AAU Student Projects - visit Aalborg University's student projects portal
A master's thesis from Aalborg University
Book cover


SignPredict: A machine learning approach to gesture recognition

Term

4. term

Education

Publication year

2024

Submitted on

Pages

18

Abstract

Around 5% of the world’s current population has some sort of hearing loss, which is predicted to double over the next 30 years. Being deaf in a hearing society brings communication barriers within their daily life, and affects them in several ways. This research aims to explore the possibilities within sign language prediction using machine intelligence models, through three different approaches, all bundled into a single system called SignPredict. This solution utilizes a Sequential model and predicts using a series of coordinates, representing 21 landmarks located on a hand. The broader aim of this study is to provide a baseline solution, to be further developed in the future, capable of predicting Danish sign language gestures accurately. To secure a baseline to determine the success of the system, Oracle’s Quality of Service criteria have been used throughout development, as fulfilment of these ensures quality within the system. Furthermore, an agile project management approach has been used, splitting the development process into four phases. For the MI models, the Sequential model from Keras has been used, utilizing an LSTM, a type of RNN, to produce a prediction giving a series of data.
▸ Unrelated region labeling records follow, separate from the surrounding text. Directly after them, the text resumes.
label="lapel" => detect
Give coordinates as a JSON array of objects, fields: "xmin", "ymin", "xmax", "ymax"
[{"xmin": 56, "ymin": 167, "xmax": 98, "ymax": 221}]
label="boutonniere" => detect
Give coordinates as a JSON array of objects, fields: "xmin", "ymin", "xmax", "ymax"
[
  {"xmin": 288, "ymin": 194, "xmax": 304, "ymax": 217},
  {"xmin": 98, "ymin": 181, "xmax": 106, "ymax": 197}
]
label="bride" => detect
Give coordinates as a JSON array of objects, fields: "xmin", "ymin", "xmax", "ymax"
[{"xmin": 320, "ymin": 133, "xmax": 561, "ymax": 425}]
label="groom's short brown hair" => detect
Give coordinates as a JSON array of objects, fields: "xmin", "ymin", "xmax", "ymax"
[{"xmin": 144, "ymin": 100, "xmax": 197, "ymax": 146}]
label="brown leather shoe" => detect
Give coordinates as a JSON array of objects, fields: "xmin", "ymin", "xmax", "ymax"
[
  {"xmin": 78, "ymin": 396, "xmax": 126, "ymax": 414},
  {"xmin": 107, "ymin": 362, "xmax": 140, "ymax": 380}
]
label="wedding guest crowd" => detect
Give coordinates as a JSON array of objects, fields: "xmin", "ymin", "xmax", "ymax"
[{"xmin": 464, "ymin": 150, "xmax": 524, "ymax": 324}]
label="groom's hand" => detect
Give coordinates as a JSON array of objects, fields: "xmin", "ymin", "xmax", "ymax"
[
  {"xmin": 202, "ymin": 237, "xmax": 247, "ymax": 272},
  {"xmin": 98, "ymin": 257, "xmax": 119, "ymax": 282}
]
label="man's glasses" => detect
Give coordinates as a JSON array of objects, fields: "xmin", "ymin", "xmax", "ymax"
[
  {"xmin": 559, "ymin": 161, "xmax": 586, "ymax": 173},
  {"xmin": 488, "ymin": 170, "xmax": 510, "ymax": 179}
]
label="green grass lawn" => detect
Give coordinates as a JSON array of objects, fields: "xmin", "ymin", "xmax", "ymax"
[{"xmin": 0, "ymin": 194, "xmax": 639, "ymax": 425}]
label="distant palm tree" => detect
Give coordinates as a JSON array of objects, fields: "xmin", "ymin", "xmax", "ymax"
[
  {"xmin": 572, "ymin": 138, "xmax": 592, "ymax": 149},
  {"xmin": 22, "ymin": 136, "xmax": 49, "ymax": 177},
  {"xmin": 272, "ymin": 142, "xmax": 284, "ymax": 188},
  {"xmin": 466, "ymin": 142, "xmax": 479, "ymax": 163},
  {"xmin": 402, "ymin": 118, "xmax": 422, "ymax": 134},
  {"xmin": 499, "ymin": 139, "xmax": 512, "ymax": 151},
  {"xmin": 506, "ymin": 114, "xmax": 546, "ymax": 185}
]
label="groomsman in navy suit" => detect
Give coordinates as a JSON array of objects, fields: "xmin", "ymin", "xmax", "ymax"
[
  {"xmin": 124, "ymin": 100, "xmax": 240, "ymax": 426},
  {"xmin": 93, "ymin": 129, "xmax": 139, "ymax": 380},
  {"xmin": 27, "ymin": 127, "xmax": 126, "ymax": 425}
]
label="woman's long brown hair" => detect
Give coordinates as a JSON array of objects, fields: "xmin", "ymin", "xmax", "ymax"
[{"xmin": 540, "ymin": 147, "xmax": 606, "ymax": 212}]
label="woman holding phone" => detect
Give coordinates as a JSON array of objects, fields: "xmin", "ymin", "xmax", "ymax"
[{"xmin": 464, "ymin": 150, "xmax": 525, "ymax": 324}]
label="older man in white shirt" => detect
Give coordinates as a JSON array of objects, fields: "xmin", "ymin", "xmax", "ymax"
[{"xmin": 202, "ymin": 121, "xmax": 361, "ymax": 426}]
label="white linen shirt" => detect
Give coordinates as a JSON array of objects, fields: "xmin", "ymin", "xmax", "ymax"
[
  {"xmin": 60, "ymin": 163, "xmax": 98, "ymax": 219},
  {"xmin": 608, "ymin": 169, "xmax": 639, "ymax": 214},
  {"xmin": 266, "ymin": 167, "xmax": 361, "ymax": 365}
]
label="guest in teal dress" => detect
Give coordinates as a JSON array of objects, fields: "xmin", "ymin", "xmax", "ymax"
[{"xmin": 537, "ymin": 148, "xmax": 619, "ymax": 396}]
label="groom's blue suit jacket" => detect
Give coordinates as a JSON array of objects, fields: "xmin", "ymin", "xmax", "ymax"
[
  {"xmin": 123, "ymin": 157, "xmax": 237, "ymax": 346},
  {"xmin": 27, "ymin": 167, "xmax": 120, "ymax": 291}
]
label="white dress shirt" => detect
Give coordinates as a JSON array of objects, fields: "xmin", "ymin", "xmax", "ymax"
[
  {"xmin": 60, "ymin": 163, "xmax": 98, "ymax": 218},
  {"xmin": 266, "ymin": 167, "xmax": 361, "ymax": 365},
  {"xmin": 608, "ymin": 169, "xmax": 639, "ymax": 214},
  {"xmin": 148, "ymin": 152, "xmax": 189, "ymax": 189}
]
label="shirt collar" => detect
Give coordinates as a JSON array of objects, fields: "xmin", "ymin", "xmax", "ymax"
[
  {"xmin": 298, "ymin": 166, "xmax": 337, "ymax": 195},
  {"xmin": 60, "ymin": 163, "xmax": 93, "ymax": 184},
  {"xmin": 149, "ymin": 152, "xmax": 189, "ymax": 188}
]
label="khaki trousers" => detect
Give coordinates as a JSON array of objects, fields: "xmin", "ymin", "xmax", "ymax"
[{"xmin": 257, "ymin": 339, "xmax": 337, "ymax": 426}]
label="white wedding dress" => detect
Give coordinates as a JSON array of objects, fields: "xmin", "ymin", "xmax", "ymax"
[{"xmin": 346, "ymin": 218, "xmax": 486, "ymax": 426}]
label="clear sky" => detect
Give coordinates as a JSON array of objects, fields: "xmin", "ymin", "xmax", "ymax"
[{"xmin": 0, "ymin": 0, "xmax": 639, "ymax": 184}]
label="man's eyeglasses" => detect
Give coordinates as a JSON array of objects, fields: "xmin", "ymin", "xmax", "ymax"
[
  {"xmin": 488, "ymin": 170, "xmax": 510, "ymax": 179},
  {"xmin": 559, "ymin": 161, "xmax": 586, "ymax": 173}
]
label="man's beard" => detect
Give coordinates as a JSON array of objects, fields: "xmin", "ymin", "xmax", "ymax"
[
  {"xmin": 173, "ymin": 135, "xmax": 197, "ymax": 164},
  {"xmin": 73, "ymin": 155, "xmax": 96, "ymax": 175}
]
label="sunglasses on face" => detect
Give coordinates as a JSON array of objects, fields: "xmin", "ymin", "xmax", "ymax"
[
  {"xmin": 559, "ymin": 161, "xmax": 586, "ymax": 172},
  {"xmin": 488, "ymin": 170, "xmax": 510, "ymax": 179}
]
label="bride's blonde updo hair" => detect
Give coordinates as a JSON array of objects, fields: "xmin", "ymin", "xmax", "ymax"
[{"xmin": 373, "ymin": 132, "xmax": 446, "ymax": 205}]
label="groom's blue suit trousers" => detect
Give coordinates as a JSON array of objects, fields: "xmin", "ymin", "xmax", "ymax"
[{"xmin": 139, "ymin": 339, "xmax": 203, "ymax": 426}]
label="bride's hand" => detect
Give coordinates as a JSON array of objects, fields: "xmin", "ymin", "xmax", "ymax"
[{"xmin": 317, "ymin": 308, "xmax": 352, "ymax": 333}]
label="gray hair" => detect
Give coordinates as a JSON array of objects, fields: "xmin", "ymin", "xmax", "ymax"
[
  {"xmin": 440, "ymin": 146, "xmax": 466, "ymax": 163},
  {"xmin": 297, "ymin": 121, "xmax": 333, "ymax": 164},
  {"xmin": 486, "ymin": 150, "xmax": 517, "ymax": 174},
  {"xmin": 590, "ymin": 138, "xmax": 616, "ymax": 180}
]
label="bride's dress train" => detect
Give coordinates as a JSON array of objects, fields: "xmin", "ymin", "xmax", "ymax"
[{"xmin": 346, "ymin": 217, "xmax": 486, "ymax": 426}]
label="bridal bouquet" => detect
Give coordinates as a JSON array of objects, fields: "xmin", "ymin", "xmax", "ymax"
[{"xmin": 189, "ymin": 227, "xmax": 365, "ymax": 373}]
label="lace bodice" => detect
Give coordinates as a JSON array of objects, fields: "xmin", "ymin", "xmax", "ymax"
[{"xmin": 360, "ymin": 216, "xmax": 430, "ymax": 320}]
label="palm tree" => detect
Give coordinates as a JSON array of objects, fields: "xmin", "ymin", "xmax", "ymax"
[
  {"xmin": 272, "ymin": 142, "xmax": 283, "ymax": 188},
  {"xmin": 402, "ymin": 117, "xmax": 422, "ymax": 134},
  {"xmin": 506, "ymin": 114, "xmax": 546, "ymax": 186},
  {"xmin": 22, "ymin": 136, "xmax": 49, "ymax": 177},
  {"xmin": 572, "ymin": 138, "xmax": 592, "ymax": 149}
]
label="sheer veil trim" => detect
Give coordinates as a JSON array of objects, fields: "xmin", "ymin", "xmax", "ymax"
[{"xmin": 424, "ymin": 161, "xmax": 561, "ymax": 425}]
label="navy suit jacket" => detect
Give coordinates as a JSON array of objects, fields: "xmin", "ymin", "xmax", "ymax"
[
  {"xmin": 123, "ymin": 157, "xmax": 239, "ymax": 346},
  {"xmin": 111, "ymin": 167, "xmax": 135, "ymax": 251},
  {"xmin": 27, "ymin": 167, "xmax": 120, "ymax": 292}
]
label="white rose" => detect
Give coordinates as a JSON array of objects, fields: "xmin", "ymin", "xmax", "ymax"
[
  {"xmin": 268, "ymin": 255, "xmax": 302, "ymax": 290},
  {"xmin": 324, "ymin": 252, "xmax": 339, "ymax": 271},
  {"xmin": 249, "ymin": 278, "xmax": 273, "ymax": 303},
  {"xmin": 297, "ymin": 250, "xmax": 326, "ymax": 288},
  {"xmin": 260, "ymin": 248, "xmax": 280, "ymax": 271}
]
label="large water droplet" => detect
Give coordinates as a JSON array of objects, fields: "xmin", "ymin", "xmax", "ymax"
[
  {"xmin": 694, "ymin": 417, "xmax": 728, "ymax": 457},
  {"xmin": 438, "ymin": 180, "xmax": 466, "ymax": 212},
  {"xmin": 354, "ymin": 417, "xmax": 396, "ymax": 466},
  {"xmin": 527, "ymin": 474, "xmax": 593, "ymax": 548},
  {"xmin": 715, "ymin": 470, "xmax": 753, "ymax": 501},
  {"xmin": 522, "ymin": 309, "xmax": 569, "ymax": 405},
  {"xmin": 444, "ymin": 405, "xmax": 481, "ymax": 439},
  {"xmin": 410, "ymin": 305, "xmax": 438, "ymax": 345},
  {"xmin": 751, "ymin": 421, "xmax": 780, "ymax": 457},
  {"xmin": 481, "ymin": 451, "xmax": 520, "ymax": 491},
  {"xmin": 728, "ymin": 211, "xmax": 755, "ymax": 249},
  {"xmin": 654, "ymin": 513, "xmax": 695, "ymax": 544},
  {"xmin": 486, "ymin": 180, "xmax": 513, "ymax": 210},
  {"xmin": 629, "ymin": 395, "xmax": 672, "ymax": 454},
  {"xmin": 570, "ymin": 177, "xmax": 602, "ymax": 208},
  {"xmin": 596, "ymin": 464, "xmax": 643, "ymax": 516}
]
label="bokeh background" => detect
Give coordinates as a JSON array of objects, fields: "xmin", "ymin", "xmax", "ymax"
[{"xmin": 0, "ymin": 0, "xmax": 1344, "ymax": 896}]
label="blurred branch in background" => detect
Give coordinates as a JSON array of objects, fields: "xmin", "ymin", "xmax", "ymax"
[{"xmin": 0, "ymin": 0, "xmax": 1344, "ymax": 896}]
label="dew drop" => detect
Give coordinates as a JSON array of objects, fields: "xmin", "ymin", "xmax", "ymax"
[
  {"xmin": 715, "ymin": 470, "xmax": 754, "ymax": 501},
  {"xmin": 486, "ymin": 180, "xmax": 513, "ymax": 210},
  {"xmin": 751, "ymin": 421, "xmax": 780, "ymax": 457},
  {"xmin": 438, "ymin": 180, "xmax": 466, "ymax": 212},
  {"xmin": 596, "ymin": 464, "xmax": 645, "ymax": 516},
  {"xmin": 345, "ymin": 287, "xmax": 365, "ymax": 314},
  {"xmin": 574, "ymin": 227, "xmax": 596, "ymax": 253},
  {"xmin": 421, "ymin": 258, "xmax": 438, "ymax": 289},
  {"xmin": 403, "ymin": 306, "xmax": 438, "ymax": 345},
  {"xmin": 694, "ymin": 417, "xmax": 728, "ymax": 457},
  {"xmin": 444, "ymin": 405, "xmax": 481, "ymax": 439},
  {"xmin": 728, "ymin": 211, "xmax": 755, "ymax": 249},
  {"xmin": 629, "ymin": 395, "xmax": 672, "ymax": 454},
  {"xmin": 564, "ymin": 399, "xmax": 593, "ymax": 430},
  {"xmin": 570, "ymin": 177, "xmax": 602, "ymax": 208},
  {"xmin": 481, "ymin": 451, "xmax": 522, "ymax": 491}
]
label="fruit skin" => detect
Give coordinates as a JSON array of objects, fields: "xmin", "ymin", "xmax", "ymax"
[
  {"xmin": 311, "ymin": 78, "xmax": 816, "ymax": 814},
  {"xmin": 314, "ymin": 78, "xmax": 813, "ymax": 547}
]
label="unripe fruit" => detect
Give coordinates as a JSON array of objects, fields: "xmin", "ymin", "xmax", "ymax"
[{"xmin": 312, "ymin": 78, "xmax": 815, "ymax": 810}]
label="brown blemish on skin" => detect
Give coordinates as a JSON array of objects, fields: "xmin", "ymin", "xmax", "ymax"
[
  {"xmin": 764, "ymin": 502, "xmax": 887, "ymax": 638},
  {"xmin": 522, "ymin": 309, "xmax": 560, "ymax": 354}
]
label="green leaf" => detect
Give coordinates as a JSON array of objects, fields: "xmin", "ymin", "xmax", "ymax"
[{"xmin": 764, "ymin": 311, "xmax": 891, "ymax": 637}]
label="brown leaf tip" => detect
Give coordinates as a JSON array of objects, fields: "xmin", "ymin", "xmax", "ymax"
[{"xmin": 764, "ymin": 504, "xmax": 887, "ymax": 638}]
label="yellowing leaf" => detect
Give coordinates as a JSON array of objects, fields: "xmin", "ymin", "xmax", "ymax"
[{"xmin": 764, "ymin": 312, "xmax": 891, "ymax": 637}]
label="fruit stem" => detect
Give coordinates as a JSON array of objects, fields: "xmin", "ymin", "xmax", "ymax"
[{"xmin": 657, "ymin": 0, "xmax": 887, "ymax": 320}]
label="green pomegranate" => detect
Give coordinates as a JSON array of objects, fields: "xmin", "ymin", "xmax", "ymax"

For data extraction, computer vision and landmark detection have been used. Every model developed has undergone benchmarking, evaluating their accuracy, loss, precision, recall, F1- score, as well as their correctness of predicting gestures on a data set. The models trained solely on coordinate data yielded positive results and adhered to the industry standard. The other models, trained on either linear graphs or a combination of both graph and coordinate data, yielded poor results, entailed both bad metrics and an inability to predict more than one of three labels. Throughout the research and development of this project, it was discovered that through utilizing coordinates as primary data, inputted into a Sequential model, it was possible to predict single gestures and differentiate between similar ones. However, the final bundled API, containing all functionality accessible through public endpoints, proved itself unacceptable in terms of overall response time during higher loads. A major refactor of this API is needed, focusing on optimization.